My research is at the intersection of information theory and machine learning, where exciting recent advances are happening. I use tools from one discipline to solve central problems in the other. In bringing information theory to machine learning, we apply information theoretic tools to discover associations from large data sets. Discovering associations between two variables is of fundamental and scientific interest. However, the challenge is that in many scenarios, the associations are hidden or potential, and existing correlation measures such as Pearson correlation and maximal correlation fail to discover such potential correlations. We introduce hypercontractivity coefficient, i.e., the rate of information bottleneck, as a measure of potential correlations. We prove hypercontractivity superiority in capturing potential correlations, compared to existing correlation measures. We demonstrate its practical usefulness via numerical experiments on social and biological data.

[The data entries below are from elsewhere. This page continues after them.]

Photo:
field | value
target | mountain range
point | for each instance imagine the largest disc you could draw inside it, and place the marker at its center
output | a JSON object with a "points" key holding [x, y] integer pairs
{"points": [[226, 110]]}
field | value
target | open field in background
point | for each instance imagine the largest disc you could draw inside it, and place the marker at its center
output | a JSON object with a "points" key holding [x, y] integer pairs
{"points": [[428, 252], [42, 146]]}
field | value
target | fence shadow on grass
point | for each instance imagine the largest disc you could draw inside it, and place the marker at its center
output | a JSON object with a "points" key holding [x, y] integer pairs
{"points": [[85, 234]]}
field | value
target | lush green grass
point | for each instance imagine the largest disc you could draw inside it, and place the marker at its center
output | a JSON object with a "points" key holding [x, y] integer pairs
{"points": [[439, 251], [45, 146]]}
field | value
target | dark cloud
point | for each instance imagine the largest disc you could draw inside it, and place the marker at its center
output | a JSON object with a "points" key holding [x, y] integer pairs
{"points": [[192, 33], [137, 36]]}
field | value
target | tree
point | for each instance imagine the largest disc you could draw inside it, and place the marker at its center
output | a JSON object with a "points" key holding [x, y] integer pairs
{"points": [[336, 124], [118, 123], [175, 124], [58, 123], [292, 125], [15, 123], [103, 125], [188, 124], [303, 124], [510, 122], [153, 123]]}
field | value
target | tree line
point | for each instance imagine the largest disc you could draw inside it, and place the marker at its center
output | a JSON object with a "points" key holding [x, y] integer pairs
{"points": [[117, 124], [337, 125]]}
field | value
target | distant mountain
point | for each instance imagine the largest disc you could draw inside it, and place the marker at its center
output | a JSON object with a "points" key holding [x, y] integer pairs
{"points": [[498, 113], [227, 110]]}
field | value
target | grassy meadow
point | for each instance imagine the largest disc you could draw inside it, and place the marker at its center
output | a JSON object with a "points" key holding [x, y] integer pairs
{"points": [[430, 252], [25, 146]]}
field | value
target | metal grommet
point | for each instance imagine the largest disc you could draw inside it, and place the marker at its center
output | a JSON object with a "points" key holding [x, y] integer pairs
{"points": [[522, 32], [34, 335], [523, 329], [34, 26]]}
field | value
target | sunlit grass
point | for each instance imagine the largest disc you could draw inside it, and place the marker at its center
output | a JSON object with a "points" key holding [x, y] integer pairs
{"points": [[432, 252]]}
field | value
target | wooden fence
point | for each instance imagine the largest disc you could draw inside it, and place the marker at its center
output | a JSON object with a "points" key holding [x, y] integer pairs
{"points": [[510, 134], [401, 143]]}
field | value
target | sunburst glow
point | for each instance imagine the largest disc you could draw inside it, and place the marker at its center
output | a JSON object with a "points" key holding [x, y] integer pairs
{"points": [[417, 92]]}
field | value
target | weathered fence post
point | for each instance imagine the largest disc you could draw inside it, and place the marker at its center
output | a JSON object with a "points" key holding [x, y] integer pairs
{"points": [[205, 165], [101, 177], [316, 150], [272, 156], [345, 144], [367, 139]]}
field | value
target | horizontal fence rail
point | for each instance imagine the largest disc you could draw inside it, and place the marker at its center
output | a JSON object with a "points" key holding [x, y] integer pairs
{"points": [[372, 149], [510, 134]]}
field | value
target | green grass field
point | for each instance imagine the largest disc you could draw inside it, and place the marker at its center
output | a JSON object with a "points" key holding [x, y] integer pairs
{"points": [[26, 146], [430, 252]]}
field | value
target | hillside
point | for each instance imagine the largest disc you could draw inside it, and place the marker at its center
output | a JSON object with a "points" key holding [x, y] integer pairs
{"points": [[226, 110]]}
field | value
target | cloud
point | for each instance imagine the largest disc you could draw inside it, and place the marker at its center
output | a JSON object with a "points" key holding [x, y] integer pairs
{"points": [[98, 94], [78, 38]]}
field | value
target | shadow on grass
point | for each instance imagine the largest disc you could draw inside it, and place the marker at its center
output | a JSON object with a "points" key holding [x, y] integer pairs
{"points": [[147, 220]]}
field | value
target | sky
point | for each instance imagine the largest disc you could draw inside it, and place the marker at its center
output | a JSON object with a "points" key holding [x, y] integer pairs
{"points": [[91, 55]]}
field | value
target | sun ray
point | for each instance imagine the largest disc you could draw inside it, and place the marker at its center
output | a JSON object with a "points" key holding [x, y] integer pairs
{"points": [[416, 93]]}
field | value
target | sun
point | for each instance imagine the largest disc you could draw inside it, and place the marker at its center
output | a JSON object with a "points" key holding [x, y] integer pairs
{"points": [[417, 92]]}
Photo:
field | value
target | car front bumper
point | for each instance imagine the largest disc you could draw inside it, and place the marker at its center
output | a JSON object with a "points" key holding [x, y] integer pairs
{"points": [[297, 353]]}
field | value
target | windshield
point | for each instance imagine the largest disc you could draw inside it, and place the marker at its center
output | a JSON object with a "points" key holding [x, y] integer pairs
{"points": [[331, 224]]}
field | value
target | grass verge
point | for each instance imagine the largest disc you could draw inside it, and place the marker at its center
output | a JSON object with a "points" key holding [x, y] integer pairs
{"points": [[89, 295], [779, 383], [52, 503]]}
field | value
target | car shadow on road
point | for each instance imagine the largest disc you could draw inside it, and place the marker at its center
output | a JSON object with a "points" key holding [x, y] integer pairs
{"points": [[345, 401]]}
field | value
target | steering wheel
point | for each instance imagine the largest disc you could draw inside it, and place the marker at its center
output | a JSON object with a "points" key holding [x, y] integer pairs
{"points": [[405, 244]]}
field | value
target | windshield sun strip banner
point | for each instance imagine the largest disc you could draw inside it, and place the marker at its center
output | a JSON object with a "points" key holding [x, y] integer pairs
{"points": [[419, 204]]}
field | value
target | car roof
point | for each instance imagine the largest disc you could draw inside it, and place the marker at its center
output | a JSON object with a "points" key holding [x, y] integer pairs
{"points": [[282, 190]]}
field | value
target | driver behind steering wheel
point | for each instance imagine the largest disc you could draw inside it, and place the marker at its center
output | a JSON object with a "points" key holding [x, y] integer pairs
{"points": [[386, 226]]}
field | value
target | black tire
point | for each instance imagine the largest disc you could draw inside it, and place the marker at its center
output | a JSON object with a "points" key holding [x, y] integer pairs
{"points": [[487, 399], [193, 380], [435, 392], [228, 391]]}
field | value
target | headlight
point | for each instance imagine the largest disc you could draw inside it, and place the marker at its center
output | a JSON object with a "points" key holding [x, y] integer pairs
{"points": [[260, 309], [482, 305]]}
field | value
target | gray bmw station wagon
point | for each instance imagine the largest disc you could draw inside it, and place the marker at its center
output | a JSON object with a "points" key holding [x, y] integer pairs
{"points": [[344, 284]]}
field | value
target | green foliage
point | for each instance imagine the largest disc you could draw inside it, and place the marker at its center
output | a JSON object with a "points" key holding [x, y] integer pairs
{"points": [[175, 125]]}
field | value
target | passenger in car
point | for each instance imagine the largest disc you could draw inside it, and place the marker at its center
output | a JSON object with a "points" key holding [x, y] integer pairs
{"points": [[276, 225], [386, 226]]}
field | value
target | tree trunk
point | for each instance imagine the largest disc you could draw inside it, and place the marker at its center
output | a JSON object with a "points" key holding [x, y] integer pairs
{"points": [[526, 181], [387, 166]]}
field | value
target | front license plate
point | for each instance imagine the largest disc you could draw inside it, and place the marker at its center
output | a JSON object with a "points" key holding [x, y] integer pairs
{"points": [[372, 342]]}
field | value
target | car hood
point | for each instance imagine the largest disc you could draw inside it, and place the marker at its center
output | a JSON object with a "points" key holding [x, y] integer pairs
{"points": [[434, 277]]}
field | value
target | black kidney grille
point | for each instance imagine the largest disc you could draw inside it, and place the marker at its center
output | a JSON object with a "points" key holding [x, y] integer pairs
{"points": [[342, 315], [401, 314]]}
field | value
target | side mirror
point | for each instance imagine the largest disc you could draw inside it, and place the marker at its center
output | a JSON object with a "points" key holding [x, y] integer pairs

In bringing machine learning to information theory, we apply deep learning to automate the discovery of communication algorithms. A critical aspect of reliable communication involves the design of robust communication schemes. However, the progress has been sporadic, as it is driven by individual human ingenuity. Deep learning is fast emerging as capable of learning sophisticated algorithms from observed data alone and has been remarkably successful in a variety of human endeavors (e.g. chess/go). We use neural networks to design new nonlinear codes that represent a major progress in the long standing open problem of communicating reliably over various standard channels.

About Hyeji Kim:

Photo of Hyeji Kim Hyeji Kim is a postdoctoral research associate with the Coordinated Science Laboratory at University of Illinois at Urbana-Champaign. She received her Ph.D. and M.S. degrees in Electrical Engineering from Stanford University in 2016 and 2013, respectively, and her B.S. degree with honors in Electrical Engineering from Korea Advanced Institute of Science and Technology (KAIST) in 2011. Her research interests include information theory, machine learning, and wireless communications. She is a recipient of Stanford Graduate Fellowship and participated in the Rising Stars in EECS Workshop in 2015.